The implication was that a Rudd government would not spend beyond its means. Like the state Labor governments that were in office at the time, high political value would be placed on returning budget surpluses. The Rudd government’s commitment to returning surpluses didn’t last long as the onset of the Global Financial Crisis necessitated a change of policy direction and government began pumping money into the economy in a bid to maintain demand, employment and growth. Rudd hinted at a commitment to returning to a budget surplus as quickly as possible just before he was deposed as leader. His successor, Julia Gillard, took up the theme and government policy is now committed to returning to surplus by the next budget. The problem here is that Ms Gillard may have committed herself to a difficult objective too soon.

The international economic situation is giving signs that it might slip back into a financial crisis at any moment, with debt crises threatening to overwhelm both Italy and France, and with the United States seemingly unable to get any period of sustained growth under way. In short, the world’s two biggest consumer markets – the United States and Europe – are in the doldrums. The conventional wisdom in Australia is that regional considerations help differentiate the Asian region from the northern hemisphere.

The argument is that the Chinese economy is strong, and that Australia (which supplies a lot of the energy and some of the raw materials) is being shielded from the problems confronting the northern hemisphere. If this is the case, then Australia might muddle through the latest round of financial shock-waves. If, however, the Chinese economy proves to be inextricably linked with the world economy, then the collapse in demand in the Northern Hemisphere will affect Chinese exports to Europe and the US. Once that happens, demand for Australian commodities will slump, and the so-called ‘two speed’ economy will have one speed – and that speed will be ‘slow’.
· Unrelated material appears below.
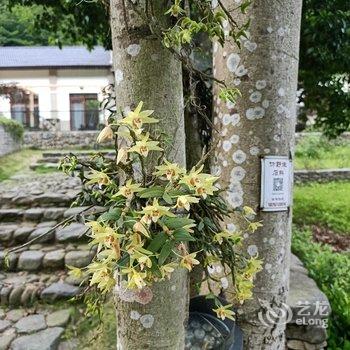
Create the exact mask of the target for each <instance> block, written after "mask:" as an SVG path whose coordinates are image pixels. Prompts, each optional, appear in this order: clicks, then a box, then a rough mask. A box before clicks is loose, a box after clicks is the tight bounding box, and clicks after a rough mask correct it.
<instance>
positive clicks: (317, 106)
mask: <svg viewBox="0 0 350 350" xmlns="http://www.w3.org/2000/svg"><path fill="white" fill-rule="evenodd" d="M2 1H4V0H2ZM5 1H7V0H5ZM8 1H9V2H10V4H11V5H15V4H17V5H21V6H25V7H30V8H32V5H33V4H39V5H42V10H41V11H42V12H41V13H40V14H39V15H36V16H35V18H34V22H35V28H37V30H38V31H40V30H43V31H46V32H48V33H50V44H58V45H62V44H81V45H86V46H87V47H89V48H91V47H93V46H94V45H97V44H100V45H103V46H104V47H105V48H107V49H110V48H111V34H110V27H109V23H108V18H109V5H108V1H91V2H90V1H81V2H76V1H64V0H55V1H50V3H48V2H47V1H45V0H8ZM17 9H19V7H18V8H16V11H17ZM349 19H350V9H349V6H348V1H347V0H324V1H318V0H304V1H303V14H302V26H301V43H300V45H301V50H300V64H299V88H300V89H301V90H302V93H301V96H300V98H299V100H300V102H301V105H302V106H303V107H302V108H301V109H300V112H301V113H300V127H301V128H304V127H305V121H306V117H307V116H308V115H311V114H314V115H315V114H317V116H318V117H317V118H316V127H317V128H320V129H321V130H323V131H324V132H325V133H326V134H327V135H329V136H336V135H338V134H340V133H341V132H343V131H346V130H349V125H350V112H349V105H350V97H349V92H348V91H347V90H346V89H344V86H345V87H346V86H347V84H348V83H349V72H348V71H349V69H348V67H349V66H350V49H349V47H350V46H349V45H350V44H349V43H350V40H349V35H350V30H349ZM0 30H1V29H0ZM19 32H20V31H19ZM57 33H59V35H57ZM0 45H6V44H4V43H2V42H1V41H0ZM208 68H209V69H210V67H208ZM192 85H195V84H192ZM187 86H188V84H187ZM201 91H202V93H203V96H204V97H203V99H202V100H203V102H204V103H203V105H205V104H206V103H205V100H207V96H206V95H207V92H205V90H203V89H201ZM197 104H198V101H197ZM205 114H206V115H207V116H209V117H210V118H211V115H210V111H209V110H207V111H206V112H205ZM199 117H203V115H202V116H201V115H199ZM195 124H197V125H198V123H195ZM199 124H203V123H202V121H200V122H199Z"/></svg>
There isn’t actually a great deal Julia Gillard can do about these international economic problems, although sticking dogmatically to her budget surplus promise may be akin to making a rod for her own back. It’s interesting to note that some of Labor’s cross-bench colleagues in the lower house, clearly nervous about what another international crisis would do to the vulnerable economies of the regions that they represent, have been sending signals to the government that they would be quite sanguine about future budgets not coming in to surplus.

The problem for Gillard is that she has sort of given a promise about a budget surplus next year, and she is already struggling to cope with her last broken promise on carbon taxes. In the meantime, the opinion polls continue to be resolutely poor for the government. The Labor vote isn’t going up – but then, by the same token, it isn’t going down either. The government’s new tactic is to talk about anything other than the impending carbon tax, and from this approach comes the very laudable idea of reforming disability services provision with a national disability insurance scheme.

As this is being debated, remember this interesting point: the Labor luminary who did a lot of the preparatory work on this matter was none other than Bill Shorten. One wonders if this issue might somehow link in with another leadership manoeuvre in the currently desperately unpopular Gillard government.

Dr Nick Economou is a Senior Lecturer in the School of Political and Social Inquiry at Monash University, Melbourne.